Cumulative Size of PPPs (USD bn)
Monetary policy: The CBT has continued its strategy of safeguarding price stability with strong hikes in May and June, signalling that policymakers such as Mehmet Simsek remain independent. According to recent news on the restructuring of the administration, Erdogan's government doesn't currently have any intention of changing the current CBT law or mandate. In fact, the pressure for lower interest rates has significantly weighed on the inflation outlook with a deterioration in inflation expectations. Accordingly, the new government should address the issue and accept central bank independence (that was the major pillar, along with an inflation-targeting monetary policy framework, to control inflation and support rapid growth after the 2001 financial crisis). Strengthening CBT independence with a sole focus on inflation and financial stability would be key for investors.
Real Policy Rate (%)
Corporate sector & banks: Adverse spillovers from excessive TRY weakness on corporate balance sheets should be addressed quickly. The short FX position of the nonfinancial sector, standing at $222 billion (more than 25% of GDP) as of March 2018, has been a source of vulnerability for the Turkish economy, though this figure does not fully reflect the natural and financial hedges.
Corporate Sector FX Position (USD bn)
Early this year, the government announced a legislative change that aimed to mitigate high FX-based risks of nearly 26,000 SMEs.

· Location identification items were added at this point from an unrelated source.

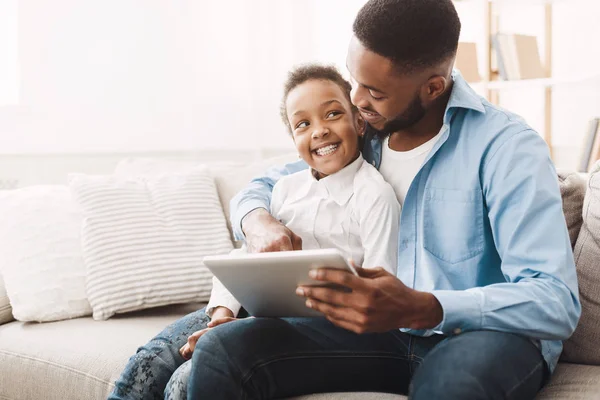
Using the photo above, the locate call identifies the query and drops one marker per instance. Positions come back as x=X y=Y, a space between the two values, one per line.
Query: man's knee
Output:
x=479 y=365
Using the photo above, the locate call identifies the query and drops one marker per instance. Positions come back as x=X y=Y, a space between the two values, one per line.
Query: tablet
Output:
x=265 y=283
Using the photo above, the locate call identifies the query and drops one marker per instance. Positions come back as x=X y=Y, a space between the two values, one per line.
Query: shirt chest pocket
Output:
x=453 y=224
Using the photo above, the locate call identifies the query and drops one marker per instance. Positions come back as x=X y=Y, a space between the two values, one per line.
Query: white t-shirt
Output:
x=354 y=210
x=399 y=168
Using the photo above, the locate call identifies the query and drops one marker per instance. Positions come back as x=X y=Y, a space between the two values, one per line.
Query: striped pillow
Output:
x=5 y=308
x=144 y=239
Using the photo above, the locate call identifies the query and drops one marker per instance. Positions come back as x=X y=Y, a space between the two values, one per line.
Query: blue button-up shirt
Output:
x=482 y=226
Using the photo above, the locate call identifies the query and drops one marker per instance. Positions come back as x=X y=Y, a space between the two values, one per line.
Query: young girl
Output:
x=340 y=202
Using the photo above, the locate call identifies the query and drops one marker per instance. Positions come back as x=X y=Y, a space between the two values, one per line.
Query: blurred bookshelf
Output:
x=512 y=61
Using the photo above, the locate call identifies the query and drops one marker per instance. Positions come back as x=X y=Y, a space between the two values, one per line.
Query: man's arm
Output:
x=540 y=297
x=257 y=197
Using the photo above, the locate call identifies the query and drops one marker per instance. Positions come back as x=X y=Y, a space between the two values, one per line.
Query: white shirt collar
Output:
x=339 y=186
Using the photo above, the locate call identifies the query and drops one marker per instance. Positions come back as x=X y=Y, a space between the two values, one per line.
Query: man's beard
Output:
x=413 y=114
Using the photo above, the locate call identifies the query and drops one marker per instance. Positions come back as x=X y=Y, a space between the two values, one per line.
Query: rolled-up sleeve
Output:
x=258 y=194
x=540 y=297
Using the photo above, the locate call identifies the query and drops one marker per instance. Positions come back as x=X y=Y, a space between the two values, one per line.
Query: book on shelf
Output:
x=467 y=62
x=591 y=146
x=517 y=56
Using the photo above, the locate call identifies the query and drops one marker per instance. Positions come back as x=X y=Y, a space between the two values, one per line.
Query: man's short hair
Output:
x=414 y=34
x=309 y=72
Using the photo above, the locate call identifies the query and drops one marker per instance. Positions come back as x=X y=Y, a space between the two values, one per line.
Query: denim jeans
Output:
x=271 y=358
x=157 y=370
x=267 y=358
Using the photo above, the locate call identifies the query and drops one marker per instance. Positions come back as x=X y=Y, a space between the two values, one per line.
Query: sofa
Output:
x=80 y=358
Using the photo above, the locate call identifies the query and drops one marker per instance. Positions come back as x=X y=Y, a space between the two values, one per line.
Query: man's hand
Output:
x=221 y=315
x=378 y=302
x=265 y=234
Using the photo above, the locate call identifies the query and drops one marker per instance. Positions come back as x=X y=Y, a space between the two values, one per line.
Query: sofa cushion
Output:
x=583 y=346
x=75 y=359
x=572 y=382
x=144 y=239
x=40 y=254
x=5 y=308
x=62 y=360
x=230 y=177
x=572 y=191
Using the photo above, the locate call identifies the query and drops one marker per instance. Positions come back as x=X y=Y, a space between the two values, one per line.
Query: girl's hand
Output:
x=221 y=315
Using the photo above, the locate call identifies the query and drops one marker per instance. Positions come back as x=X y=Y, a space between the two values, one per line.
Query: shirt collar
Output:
x=340 y=186
x=463 y=96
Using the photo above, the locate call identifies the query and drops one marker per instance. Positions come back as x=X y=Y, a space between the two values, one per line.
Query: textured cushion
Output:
x=40 y=254
x=572 y=191
x=5 y=308
x=144 y=239
x=584 y=345
x=572 y=382
x=230 y=177
x=75 y=359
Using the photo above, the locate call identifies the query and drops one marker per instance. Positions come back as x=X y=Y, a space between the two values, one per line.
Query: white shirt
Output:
x=354 y=210
x=399 y=168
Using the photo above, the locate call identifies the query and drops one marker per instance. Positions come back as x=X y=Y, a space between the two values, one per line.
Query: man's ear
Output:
x=361 y=125
x=434 y=88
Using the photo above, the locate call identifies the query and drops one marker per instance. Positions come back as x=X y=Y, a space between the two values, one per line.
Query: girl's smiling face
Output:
x=324 y=127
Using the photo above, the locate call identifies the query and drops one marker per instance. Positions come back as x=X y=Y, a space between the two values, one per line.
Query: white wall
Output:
x=155 y=75
x=186 y=75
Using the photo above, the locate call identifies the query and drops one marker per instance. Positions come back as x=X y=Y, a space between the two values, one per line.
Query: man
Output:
x=486 y=286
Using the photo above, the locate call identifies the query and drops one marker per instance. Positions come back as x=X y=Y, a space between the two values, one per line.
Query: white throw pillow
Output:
x=230 y=177
x=5 y=308
x=144 y=239
x=40 y=254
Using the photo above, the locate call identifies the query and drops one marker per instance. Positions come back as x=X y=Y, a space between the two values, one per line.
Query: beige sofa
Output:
x=81 y=358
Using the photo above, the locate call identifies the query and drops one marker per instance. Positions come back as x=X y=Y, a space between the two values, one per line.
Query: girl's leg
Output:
x=148 y=371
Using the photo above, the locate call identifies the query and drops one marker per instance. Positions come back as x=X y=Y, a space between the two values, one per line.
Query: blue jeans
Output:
x=267 y=358
x=157 y=370
x=270 y=358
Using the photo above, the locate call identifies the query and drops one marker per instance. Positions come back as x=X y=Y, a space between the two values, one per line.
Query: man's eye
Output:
x=374 y=97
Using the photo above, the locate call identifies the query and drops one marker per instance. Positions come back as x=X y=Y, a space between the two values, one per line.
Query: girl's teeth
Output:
x=325 y=151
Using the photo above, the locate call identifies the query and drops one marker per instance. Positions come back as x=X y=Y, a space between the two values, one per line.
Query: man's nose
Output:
x=358 y=98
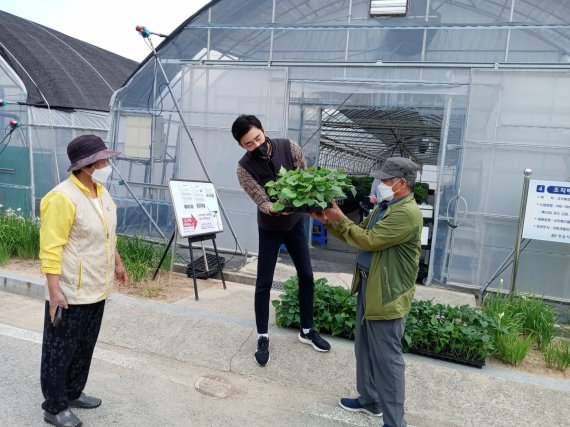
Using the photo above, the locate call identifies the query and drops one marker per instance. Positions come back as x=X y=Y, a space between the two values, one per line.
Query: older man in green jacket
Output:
x=385 y=272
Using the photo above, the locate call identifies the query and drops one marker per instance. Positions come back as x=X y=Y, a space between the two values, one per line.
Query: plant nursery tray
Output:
x=200 y=268
x=449 y=358
x=310 y=209
x=304 y=209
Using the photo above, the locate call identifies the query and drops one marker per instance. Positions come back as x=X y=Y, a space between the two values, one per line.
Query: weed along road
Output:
x=154 y=366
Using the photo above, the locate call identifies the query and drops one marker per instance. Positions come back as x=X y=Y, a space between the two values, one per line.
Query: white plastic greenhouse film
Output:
x=517 y=120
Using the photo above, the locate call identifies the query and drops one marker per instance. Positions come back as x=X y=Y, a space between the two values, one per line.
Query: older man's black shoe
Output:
x=85 y=402
x=64 y=418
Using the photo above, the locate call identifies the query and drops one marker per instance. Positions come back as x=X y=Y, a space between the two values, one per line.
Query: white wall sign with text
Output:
x=196 y=208
x=547 y=215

This was put into force at the beginning of May and also introduced a threshold of $15 million for total FX liabilities.
According to the authorities, around 20-25% of the corporate sector’s open position is held by SMEs. For the remainder, further regulations to reduce large corporates’ currency risk should contribute to financial stability. To this end, hardening FX borrowing for those not generating FX revenues should be a step in the right direction. It should also be noted that the level of non-performing loans is expected to rise in the coming period with downside pressures on the growth outlook (despite the lack of a meaningful correlation with TRY depreciation or surging lending rates). In fact, increasing loan-restructuring demand- 3.6% of the lending book at end-2017- is a stress signal.

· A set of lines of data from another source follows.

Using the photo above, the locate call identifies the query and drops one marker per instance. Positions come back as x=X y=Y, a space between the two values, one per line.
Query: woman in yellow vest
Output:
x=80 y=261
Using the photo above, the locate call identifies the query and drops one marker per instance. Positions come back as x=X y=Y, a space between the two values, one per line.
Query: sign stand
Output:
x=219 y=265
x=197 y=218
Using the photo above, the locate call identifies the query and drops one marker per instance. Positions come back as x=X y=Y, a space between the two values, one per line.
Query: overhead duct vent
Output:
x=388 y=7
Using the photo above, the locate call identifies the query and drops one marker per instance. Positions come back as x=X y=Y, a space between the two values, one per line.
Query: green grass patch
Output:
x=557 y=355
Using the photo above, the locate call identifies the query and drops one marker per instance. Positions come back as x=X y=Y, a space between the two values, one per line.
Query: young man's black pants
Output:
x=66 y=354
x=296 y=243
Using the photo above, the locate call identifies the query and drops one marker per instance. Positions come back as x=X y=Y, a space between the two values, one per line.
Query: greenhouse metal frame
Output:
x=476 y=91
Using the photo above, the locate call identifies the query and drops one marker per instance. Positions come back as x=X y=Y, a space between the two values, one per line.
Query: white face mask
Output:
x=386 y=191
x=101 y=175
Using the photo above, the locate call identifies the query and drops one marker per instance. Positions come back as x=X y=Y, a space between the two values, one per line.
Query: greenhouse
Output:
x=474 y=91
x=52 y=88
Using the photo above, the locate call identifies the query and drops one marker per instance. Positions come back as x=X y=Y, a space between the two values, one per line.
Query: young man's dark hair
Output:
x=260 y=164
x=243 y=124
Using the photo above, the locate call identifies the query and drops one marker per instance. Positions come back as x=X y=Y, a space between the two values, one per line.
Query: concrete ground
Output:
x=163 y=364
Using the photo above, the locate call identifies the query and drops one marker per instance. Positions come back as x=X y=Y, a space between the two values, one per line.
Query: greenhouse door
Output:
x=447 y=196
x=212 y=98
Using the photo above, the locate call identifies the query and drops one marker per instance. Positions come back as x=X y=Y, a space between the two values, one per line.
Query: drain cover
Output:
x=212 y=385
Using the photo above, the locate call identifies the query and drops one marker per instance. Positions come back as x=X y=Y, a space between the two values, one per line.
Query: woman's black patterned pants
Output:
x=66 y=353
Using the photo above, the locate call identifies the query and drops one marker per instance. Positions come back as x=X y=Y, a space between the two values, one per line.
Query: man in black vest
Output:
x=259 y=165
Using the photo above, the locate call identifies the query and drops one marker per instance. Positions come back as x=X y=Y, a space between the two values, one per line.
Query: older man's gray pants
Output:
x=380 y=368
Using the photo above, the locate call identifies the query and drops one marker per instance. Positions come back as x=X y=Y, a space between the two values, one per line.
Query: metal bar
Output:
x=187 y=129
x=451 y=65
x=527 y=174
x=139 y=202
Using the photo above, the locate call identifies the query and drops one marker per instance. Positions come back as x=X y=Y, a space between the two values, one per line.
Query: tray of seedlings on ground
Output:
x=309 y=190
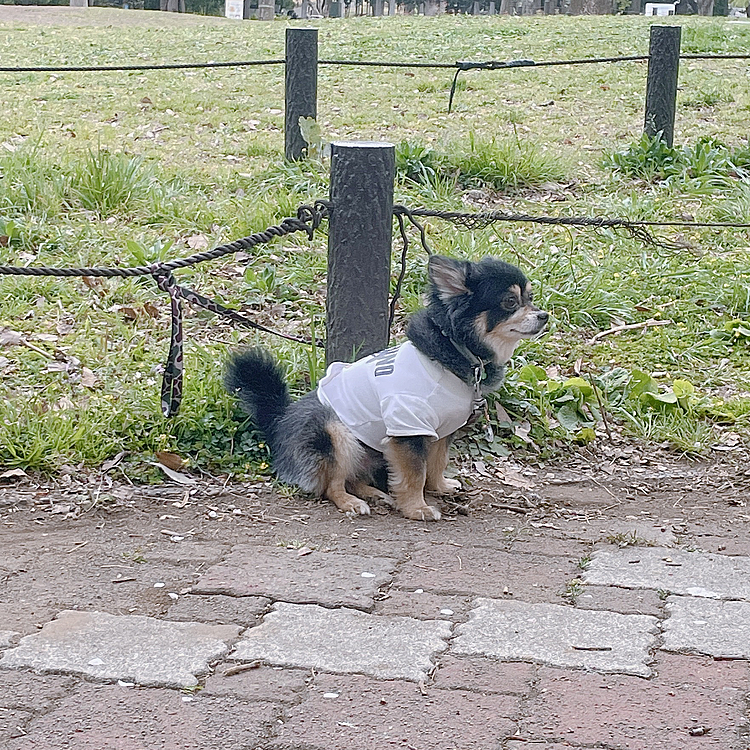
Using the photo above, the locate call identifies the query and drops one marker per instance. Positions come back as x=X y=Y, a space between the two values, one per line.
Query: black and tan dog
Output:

A deterioration in corporate sector balance sheets should be negative for the lending demand of the banking sector. Another likely force of deleveraging for banks could be external funding. Banks have reduced short-term external debt since end-2014 from more than $92 billion to $75.8 billion in Mar-18 (though this increased in Apr-18 to $78.3 billion). So, short-term refinancing risk remains high, although there are sufficient FX liquid resources to cover obligations, with the inclusion of banking sector holdings at the CBT (under the framework of the reserve option mechanism) amounting to $30 billion- of which $13.7 billion is in the form of gold. Despite the improving long-term debt rollover ratio in recent months (which is comfortably above the 100% threshold on a 12-month rolling basis as of April 2018) the external funding of banks should be under close scrutiny, as it can trigger a deleveraging cycle.
Short-term external debt (USD bn)
Overall, macro and financial actions by the new government addressing short-term vulnerabilities will be key for the macro performance in the period ahead, while a reviving reform agenda in social, economic and political areas will also be crucial in taking Turkey to a recovery path.